The aim is to create a portfolio of real-world solutions aimed at cutting costs and improving efficiencies for enterprise clients.
IBM India is building local solutions through its IBM Cognitive Systems AI Community, for which it has already signed on 25 startups.
The aim is to create a portfolio of real-world solutions aimed at cutting costs and improving efficiencies for enterprise clients.
The company launched this India-specific initiative in April and is creating solutions across different categories.
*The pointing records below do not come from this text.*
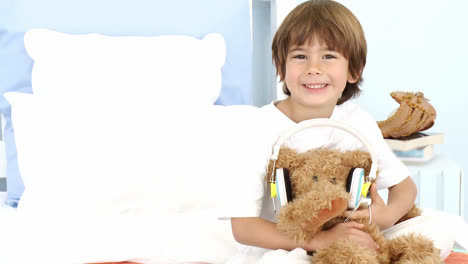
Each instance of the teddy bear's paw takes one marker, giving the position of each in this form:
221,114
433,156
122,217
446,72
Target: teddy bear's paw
345,251
414,248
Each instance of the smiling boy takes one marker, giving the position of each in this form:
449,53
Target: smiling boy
320,52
IBM helps the startups with some of the hardware and technology requirements, and provides market access.
“Digital transformation is opening up channels to communicate with clients and a lot of data is available in the public domain. Companies want to harness the maximum information out of the available data. Businesses want to get value out of their data and either use AI and ML to infuse more efficiency into the process or use similar technologies to try and segment their market better,” said Ravi Jain – Director, Systems Hardware, India-South Asia, IBM.
IBM currently has over 20 use cases across segments, including video analytics for post Covid-19 back to work, underwriting for insurance and e-Know Your Customer (e-KYC) norms, among others, and is adding more.
Deekshith Marla, co-founder, Arya.ai, an autonomous AI operating platform built for financial services firms, said, “Often, banks do not want to invest in the hardware needed to run a proof of concept of our software solution. This is a stumbling block for us. Now, IBM helps provide the hardware on a trial basis to the banks to run a pilot.”
Arya.ai has created a solution that has reduced the inward cheque clearing time from one cheque per minute, to 18 cheques per second and is currently in talks with public and private sector banks to deploy the solution.
“AI is pervasive to any organisation and not just large enterprises. We are working with the AI community to solve business problems more efficiently,” Viswanath Ramaswamy, Vice President, IBM Cloud & Cognitive Software & Services, IBM India/South Asia said. “The numbers will grow.”
Artivatic. ai, which provides solutions for insurance companies, is also using IBM platforms to build its solutions. “Partnering with IBM has helped with their network access and now we’re working with IBM in APAC markets as well,” said Layak Singh, CEO, Artivatic.ai.
In most cases, organisations that adopt AI in one part of their business are likely to deploy it in other functions as well. So, creating a community with AI solutions across different use cases becomes significant.
AptusDataLabs has created an intelligent supply chain management solution and the company is now piloting another augmented analytics solution through the community, which could be targeted to the same set of users, said CEO Sameer Sahoo.